From 1bffff5c891b174e1296a5182f09a8b46311b326 Mon Sep 17 00:00:00 2001
Message-Id: <1bffff5c891b174e1296a5182f09a8b46311b326.1306689214.git.minchan.kim@gmail.com>
In-Reply-To: <cover.1306689214.git.minchan.kim@gmail.com>
References: <cover.1306689214.git.minchan.kim@gmail.com>
From: Minchan Kim <minchan.kim@gmail.com>
Date: Mon, 30 May 2011 01:48:32 +0900
Subject: [PATCH v2 08/10] migration: make in-order-putback aware

This patch makes migrate_pages_inorder_lru which is aware of in-order putback.
So newpage is located at old page's LRU position.

The logic is following as.

This patch creates new API migrate_pages_inorder_lru for compaction.
We need it because

1. inorder_lru uses singly linked list but migrate_pages doesn't support it
2. I need defer old page's putback.(see below)
3. I don't want to bother generic migrate_pages.

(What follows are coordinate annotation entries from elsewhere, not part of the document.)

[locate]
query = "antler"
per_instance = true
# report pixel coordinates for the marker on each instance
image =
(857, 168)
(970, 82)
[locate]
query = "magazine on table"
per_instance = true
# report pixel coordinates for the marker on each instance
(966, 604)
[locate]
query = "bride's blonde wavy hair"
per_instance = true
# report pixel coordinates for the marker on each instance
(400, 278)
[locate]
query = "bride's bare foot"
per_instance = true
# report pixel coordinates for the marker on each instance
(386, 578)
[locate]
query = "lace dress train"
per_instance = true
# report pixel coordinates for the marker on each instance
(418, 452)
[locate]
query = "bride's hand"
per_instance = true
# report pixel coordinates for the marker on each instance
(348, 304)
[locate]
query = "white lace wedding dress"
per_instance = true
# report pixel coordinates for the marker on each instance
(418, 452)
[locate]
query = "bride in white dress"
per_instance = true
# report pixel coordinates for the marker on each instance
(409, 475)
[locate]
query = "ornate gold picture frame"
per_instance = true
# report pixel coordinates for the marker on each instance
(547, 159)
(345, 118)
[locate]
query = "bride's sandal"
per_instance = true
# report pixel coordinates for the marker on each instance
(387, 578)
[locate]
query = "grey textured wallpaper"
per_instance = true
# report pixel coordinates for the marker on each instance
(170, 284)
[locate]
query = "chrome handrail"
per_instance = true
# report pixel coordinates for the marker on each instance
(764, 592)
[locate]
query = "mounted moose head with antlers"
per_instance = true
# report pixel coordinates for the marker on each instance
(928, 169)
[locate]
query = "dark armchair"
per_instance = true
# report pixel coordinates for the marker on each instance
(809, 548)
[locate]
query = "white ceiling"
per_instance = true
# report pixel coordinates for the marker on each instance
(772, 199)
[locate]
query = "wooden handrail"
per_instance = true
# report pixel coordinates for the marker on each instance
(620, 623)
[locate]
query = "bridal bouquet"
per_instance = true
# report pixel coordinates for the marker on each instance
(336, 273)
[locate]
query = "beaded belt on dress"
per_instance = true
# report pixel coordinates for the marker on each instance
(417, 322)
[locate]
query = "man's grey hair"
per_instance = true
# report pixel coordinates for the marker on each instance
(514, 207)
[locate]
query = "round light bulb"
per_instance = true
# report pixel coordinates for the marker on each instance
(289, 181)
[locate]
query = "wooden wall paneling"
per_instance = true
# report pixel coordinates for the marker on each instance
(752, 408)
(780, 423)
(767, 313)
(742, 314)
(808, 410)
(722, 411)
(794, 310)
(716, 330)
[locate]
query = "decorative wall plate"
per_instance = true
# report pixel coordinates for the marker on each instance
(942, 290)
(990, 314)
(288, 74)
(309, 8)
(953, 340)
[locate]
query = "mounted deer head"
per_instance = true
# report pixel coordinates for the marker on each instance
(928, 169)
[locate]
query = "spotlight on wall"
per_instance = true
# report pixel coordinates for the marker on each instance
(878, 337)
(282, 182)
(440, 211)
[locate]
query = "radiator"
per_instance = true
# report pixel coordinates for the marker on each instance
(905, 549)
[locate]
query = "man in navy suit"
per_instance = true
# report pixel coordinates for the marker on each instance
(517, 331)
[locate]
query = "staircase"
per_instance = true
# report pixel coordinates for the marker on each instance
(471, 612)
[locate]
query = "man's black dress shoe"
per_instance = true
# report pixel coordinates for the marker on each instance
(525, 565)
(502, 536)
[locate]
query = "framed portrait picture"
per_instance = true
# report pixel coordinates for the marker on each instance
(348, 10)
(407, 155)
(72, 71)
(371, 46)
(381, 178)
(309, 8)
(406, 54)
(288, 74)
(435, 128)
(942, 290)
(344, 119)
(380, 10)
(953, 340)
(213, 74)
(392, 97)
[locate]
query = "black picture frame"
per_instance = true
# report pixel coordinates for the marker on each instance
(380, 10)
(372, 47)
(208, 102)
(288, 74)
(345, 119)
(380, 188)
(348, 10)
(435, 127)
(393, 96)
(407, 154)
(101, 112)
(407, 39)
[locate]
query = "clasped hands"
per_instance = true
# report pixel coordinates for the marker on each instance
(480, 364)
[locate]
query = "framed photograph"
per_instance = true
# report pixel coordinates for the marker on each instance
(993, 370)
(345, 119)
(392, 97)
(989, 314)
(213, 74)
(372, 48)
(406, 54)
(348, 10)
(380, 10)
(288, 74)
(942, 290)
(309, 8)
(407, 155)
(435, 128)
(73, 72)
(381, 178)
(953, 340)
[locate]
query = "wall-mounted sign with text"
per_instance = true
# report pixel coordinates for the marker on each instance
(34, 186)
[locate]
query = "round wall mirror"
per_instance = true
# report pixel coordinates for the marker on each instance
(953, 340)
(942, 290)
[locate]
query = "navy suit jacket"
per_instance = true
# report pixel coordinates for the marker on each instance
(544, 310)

Maybe there are some points
   we can unify but I want to defer it after review/merge/stable this series.

For in-order-putback of migration, we need some tweak.
First of all, we need defer old page's putback.
At present, during migration, old page would be freed through unmap_and_move's putback_lru_page.
It has a problem in inorder-putback's keep_lru_order logic.
It does check PageLRU and so on. If old page would be freed, it doesn't have PageLRU any more
so keep_lru_order returns false so inorder putback would become nop.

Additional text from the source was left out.